海外には、以前コンビを組んでいた尺八奏者、グンナルリンデルさんがスウェーデンでがんばっているし、音楽学者のレイニンガーマリカさんや、作曲の師である石井紘美先生等々、皆さんいいペースで活動してます。尺八のクリストファー遥盟さん、筝のカーティスパターソンさんなどアメリカ人ながら日本国内でも活躍している友人もいます。昨年、ウズベキスタンで共演した作曲家アルチョムキムさんもヨーロッパ・アジアで凄い活躍ぶりだそうです。
こういった海外でがんばっている仲間が元気で便りをくれるのは、とっても嬉しいし、こちらも元気になります。
私は毎年、春は花粉休暇などと称してのんびりしていたんですが、昨年とある人から「花粉休暇なんてスケジュールに書いていたら仕事が来なくなるよ」と叱咤されて、今年はばっちり仕事を入れてます。
私も負けてはいられません!刺激しあえる良き友がいるという事は幸せです。
今年はやるぞ!!
こちらの画像は葉さんから届いた台湾の春の写真です。「春雷」というタイトルが付いていましたが、となりに何故か「ばねの雷 Spring thunder」と書いてありました。さすがに彼女らしいぼけっぷりです。
来月、桜満開の頃、京都は南禅寺の一角にある、清流亭にて「古都遊宴~幽幻のひびき」なる催しをやることになりました。
4月3,4,5と9,10、11の6日間開催します。

この界隈は桜の名所として知られている所で、NHKの撮影も入るようです。
ご招待の方メインなのですが、外からも充分聞けますので、お花見にお越しの方はちょっと覗いてみてください。夕方6時30から演奏します。
清流亭HP http://www.daimatsu-kyoto.co.jp/seiryutei.html
共演者は3,4,5が何時も高野山で御一緒している、能管・篠笛の阿部慶子さん。

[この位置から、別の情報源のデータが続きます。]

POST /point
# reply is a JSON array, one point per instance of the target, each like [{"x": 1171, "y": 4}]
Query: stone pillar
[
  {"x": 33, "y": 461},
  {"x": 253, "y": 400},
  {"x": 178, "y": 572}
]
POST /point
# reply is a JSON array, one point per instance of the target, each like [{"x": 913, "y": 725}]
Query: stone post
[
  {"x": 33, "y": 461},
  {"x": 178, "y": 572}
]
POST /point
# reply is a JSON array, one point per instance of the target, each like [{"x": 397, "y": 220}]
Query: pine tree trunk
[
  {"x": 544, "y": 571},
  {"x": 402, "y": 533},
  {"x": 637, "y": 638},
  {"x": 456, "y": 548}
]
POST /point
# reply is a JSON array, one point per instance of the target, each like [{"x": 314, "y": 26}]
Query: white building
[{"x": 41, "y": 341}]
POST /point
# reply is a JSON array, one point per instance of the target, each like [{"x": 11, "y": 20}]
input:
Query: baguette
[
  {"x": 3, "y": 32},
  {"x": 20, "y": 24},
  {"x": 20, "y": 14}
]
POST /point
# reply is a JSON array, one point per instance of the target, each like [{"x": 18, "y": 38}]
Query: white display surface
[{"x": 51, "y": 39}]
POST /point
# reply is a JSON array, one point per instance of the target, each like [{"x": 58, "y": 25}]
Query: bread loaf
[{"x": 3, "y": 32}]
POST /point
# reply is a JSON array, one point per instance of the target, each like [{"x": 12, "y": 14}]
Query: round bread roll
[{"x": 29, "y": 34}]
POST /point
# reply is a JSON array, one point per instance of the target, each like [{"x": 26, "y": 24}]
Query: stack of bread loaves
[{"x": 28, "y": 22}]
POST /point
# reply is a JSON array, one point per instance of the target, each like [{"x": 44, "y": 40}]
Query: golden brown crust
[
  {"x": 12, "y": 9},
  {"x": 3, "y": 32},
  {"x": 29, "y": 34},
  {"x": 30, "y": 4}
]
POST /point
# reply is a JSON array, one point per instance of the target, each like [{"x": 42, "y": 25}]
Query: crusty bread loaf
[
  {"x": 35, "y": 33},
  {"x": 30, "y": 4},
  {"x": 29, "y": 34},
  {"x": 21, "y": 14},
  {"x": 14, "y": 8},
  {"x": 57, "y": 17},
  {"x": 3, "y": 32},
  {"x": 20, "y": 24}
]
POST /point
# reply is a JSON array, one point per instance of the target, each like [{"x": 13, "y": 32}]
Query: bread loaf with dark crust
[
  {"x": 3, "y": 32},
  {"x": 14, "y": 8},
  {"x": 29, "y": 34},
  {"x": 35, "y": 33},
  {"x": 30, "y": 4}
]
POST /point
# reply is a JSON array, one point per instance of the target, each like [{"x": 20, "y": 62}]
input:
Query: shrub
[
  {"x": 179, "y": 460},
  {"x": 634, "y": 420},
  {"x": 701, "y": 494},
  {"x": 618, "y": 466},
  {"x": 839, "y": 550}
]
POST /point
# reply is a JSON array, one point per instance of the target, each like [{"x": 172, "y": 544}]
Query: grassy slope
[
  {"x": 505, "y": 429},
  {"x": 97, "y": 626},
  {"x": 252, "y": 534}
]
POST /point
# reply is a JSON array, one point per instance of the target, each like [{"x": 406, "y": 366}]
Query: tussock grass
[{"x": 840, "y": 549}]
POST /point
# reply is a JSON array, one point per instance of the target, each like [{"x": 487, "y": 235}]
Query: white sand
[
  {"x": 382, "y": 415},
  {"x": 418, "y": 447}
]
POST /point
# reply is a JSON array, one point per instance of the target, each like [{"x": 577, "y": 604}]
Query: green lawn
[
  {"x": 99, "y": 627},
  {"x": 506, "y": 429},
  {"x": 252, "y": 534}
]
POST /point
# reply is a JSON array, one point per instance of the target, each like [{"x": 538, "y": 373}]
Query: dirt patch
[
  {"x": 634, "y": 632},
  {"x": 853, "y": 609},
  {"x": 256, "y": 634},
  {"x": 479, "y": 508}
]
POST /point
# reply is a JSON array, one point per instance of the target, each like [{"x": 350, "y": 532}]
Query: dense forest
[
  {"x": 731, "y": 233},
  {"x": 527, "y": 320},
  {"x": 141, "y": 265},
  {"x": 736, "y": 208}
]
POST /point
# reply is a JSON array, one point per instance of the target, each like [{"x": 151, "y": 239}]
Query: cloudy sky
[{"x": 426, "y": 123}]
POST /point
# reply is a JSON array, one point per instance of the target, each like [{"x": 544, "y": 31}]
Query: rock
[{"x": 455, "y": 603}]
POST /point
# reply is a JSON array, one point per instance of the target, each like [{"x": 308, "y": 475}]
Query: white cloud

9,10,11が筝の小笠原沙慧さんです。

舞台はこんな感じ。
良い感じでしょ。しだれ桜の下で琵琶!!
年配の方なら覚えているかもしれませんが、以前、石原裕次郎が松竹梅というお酒のCMをやった時に、縁側に座っていたあの場所が、この清流亭です。

これを見て、判る人はお友達です。
この京都の演奏が空いた日には、大阪のコモンカフェでダンスのヤンジャさんとライブをやります。着物を着てびしっと決まった演奏会も大好きですが、ライブハウスでがんがんやるのも楽しいですね。

という訳で、京都にお越しの際はよろしくです。